The noise spectrum estimation unit 3 estimates an average noise spectrum in the decoded signal 123 using the speech / noise section determination result signal 104, the low-frequency amplitude spectrum 102, and the high-frequency amplitude spectrum 103. The noise spectrum 105 and the high frequency noise spectrum 106 are output. The configuration and processing in the noise spectrum estimation unit 3 and the processing in the voice / noise section determination unit 2 can be the same as those in the first embodiment.
Since the subsequent processing contents are the same as those in the first embodiment, the description thereof is omitted.

According to the fourth embodiment, voice / noise interval determination and noise spectrum estimation, which are important components in a noise suppression device, can be shared by low-frequency processing and high-frequency processing.
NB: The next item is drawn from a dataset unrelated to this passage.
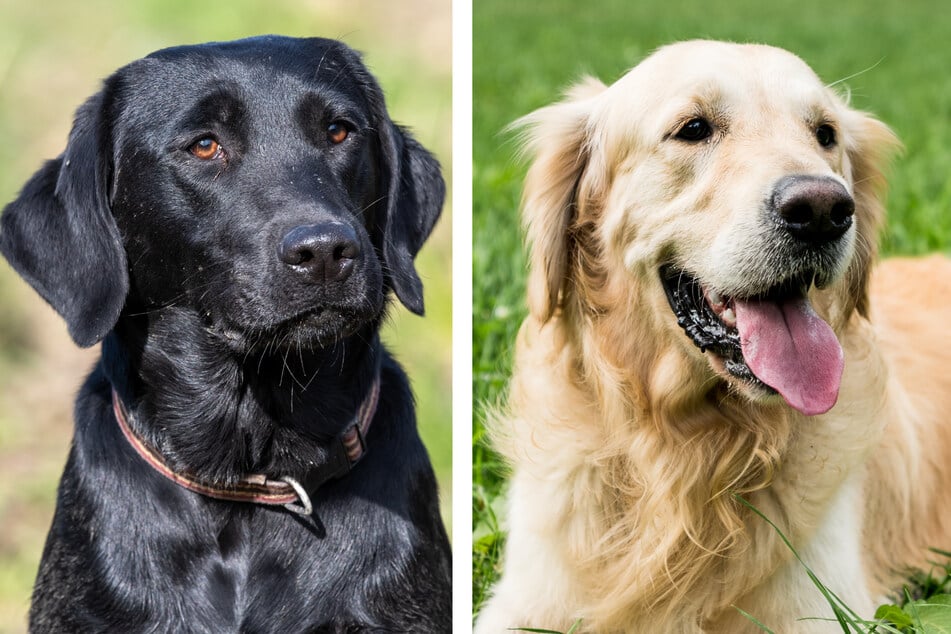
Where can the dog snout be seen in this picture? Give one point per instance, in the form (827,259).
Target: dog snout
(323,252)
(813,209)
There is no need to adjust the control parameters independently at high frequencies, and the control and adjustment can be simplified.

Also, by configuring the present embodiment, it is possible to configure a noise suppressor having a band scalable configuration that can support a plurality of different audio-acoustic decoding schemes with a small memory amount and processing amount.
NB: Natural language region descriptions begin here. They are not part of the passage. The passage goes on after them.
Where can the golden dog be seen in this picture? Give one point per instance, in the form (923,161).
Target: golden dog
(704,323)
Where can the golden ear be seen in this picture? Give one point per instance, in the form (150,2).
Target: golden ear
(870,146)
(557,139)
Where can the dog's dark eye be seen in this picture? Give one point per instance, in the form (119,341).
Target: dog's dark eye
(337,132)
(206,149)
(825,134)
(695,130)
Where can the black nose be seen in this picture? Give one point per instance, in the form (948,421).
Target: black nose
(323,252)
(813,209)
Note that the internal configuration of the noise suppression device 200 in the present embodiment shown in FIG. 5 is replaced with the internal configuration of the noise suppression device 200 in the second embodiment shown in FIG. Similar effects can be achieved.

Embodiment 5 FIG.
In the first to fourth embodiments, the spectral component is calculated by the fast Fourier transform, the deformation process is performed, and the signal is returned to the time domain signal by the inverse fast Fourier transform. A configuration in which noise suppression processing is performed on each output of the pass filter group and an output signal is obtained by addition of signals for each band is possible, and a conversion function such as a wavelet transform can also be used. .

According to the fifth embodiment, the same effect as described in the first to fourth embodiments can be obtained even in a configuration that does not use Fourier transform.

As described above, the noise suppression device according to the present invention relates to a configuration that suppresses noise that is a non-target signal from an input signal mixed with noise, and is a voice communication system and a voice storage used in various noise environments. Suitable for use in systems and speech recognition systems.

Claims

The input signal is divided into a plurality of bands, and noise suppression of the predetermined band component and noise of band components other than the predetermined band are performed according to the analysis result of the predetermined band component among the divided bands. A noise suppression device that performs suppression.
2. The noise component estimating means for extracting an estimated noise component belonging to each of a plurality of bands from an input signal, wherein the subdivision degree of the internal component of the estimated noise component is different for each band. The noise suppressor described.
3. The noise according to claim 2, wherein the estimated noise component is subdivided non-uniformly in a low frequency region and the estimated noise component is equally subdivided in a high frequency region as a degree of subdivision of an internal component of the estimated noise component. Suppressor.
An analysis means for analyzing all band components of the input signal;
A plurality of noise suppression means for performing noise suppression of a plurality of band components obtained by band-dividing the input signal;
Switching means for switching noise suppression means for all or some band components,
A noise suppression apparatus that performs noise suppression processing of all band components or partial band components according to an analysis result of the analysis means.